Cognitive-Behavioral Therapy: Overview


Cognitive-behavioral therapy (CBT) was pioneered in the late 1950s as an alternative to psychodynamic therapy. It is a general term for a classification of therapies that emphasize the role of thinking in how we feel and what we do. It is a fairly manualized and technical approach to therapy that is aimed at reducing or suppressing a person’s symptoms as quickly and economically as possible.

There are a variety of approaches (e.g., Rational Emotive Behavior Therapy, Dialectic Behavioral Therapy, Cognitive Therapy, Exposure Therapy, Acceptance and Commitment Therapy) but most are based on the assumption that our thoughts cause our feelings and behaviors, not external things like people, situations, and events.

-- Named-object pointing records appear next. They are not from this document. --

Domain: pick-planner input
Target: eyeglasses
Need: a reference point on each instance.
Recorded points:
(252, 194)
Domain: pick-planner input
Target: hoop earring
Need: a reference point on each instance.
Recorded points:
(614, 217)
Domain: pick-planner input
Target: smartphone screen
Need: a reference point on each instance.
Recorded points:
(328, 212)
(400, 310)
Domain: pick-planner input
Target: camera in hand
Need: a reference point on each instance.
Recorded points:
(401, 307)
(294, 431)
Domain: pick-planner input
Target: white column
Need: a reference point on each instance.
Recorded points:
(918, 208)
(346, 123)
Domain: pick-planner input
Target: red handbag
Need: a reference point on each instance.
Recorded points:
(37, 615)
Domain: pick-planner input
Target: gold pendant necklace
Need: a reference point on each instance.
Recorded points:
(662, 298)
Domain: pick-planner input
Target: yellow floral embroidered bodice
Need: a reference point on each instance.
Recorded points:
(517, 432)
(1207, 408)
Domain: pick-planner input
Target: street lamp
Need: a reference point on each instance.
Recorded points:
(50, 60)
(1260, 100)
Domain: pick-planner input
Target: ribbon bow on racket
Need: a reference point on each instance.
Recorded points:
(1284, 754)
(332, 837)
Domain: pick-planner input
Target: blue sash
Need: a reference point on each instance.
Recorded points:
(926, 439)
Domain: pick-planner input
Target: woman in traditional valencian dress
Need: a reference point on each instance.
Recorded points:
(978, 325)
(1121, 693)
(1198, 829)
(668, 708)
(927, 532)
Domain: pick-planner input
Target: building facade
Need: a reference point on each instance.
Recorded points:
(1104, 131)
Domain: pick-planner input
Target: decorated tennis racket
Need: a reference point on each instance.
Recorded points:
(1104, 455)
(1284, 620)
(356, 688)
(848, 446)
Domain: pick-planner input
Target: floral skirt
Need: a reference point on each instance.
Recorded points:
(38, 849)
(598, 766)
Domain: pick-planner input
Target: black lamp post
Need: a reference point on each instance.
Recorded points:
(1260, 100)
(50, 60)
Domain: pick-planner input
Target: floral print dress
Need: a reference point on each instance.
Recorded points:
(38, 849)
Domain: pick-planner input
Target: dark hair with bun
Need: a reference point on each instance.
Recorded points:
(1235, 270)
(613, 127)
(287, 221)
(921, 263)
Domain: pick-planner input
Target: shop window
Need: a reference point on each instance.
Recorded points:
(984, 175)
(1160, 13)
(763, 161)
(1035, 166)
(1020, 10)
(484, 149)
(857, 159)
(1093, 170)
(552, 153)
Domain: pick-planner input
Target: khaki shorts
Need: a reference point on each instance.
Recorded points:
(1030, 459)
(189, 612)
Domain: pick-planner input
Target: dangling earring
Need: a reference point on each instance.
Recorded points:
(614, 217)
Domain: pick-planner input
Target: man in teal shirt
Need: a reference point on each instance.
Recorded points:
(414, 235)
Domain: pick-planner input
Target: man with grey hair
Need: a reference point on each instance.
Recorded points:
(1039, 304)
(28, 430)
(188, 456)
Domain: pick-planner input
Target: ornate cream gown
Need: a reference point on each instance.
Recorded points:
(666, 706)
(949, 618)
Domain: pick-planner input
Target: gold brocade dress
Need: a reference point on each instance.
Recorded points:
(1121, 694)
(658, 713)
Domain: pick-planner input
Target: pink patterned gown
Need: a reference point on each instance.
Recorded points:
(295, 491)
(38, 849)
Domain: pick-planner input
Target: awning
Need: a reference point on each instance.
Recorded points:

CBT aims to help the client to uncover and alter distortions of thought or perception in order to change their behavior and emotional state.

CBT is a relatively brief or time-limited treatment. However, to prevent symptoms from returning, the client should continue to practice and develop the skills learned in CBT after the sessions have ended. Although the course of treatment for CBT is briefer, it may take months (or years) of practice to learn to identify, challenge, and reshape one’s negative thoughts.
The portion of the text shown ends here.